Ortaokul ve lisede dersinde çıt çıkaramadığım fen ve kimya hocam vardı. Bütün esprileri falan terslerdi, bi gül be amk. 3 yıl acı çektim resmen. Okul bitti. 2 yıl sonra 3 arkadasimla bizi gördü, ilk görüşmemizdi. Yanimiza sokuldu ve ooo arkadaslar herkes burada dedi, bende yoo sadece üçümüz buradayiz dedim. Cok acaip bozuldu amA güldü. Canim benim ya.
okulun ilk günüydü karının biri elinde tarih kitabıyla geldi dedi ben ne öğretmeniyim? soruya bak bir de yeni başlamışım okula tarih öğretmenisiniz dedim. nerden anladın dedi. hocam tarih kitabıyla giren matematik hocası olamaz dedim..
arkadaslariyla konusan kromozomcuya hoca bağırır.
+ gel buraya asaf.
- sen gel hikmet.
+ saygisizlik yapma.
- tamam hikmet gelir misin?
+ cik dışarı.
- beden dersindeyiz hoca.
tam hatırlamadığım bir hoca beni sınıftan çıkarmak istemişti.
hoca:
-çık dışarı!
last rhymer:
-hocam, müdür bey "bundan sonra dersten atma olmayacak" demişti.
sınıf:
-ooo!
Hiç unutmam lise 3 te fizik hocamız vardı sürekli zıtlaşırdık.

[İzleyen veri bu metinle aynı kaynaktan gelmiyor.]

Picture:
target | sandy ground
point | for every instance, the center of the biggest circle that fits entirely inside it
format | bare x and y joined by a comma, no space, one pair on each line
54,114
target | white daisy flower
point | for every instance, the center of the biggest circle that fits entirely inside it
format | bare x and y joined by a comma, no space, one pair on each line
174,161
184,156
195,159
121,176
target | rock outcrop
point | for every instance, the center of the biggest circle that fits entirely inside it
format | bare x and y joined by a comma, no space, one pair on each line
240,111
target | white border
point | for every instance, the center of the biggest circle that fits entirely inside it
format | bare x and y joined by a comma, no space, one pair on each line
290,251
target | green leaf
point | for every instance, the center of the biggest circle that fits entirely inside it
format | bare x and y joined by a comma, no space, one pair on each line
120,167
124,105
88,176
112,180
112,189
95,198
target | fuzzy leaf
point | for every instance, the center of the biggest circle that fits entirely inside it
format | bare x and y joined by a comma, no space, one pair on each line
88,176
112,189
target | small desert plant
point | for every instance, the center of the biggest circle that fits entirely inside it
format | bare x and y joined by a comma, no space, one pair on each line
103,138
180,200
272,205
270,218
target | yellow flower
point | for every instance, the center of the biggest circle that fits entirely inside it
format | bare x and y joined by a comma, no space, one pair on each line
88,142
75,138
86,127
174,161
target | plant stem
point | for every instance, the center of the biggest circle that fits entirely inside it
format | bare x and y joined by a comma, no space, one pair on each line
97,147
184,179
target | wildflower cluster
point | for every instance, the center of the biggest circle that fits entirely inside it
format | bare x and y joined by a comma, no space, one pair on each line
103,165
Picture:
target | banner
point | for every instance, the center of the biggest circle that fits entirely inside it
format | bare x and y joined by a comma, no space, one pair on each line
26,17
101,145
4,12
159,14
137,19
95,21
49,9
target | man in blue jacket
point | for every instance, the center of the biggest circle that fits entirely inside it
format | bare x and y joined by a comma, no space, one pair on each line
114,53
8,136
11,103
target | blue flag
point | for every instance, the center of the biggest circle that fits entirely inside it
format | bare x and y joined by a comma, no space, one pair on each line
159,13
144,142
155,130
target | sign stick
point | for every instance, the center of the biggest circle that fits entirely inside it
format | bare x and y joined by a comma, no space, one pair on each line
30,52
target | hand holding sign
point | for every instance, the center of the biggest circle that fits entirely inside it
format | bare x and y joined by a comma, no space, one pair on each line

Bir gün beni sınıfta küçük düşürmek için aguero sen ne olcaksın büyüyünce dedi alay ederek, ve beklenen cevap gecikmedi; hiç bir şey olamazsam fizik öğretmeni olurum sonra sözlü notu 0.1 vermişti o ayrı konu
yazarların lise yıllarında öğretmenleri ile yaşadığı tartışmalar sonucu öğretmenleri rezil etmeye yönelik yaptıkları eylemlerdir.
almanca dersinde lukasz adında bir arkadaşımızı öğretmen baya bir tiye almıştı. Sınıfta birden fazla leh (polon) olmasına rağmen lehlerle ilgili ırkçı bir şaka yapmıştı.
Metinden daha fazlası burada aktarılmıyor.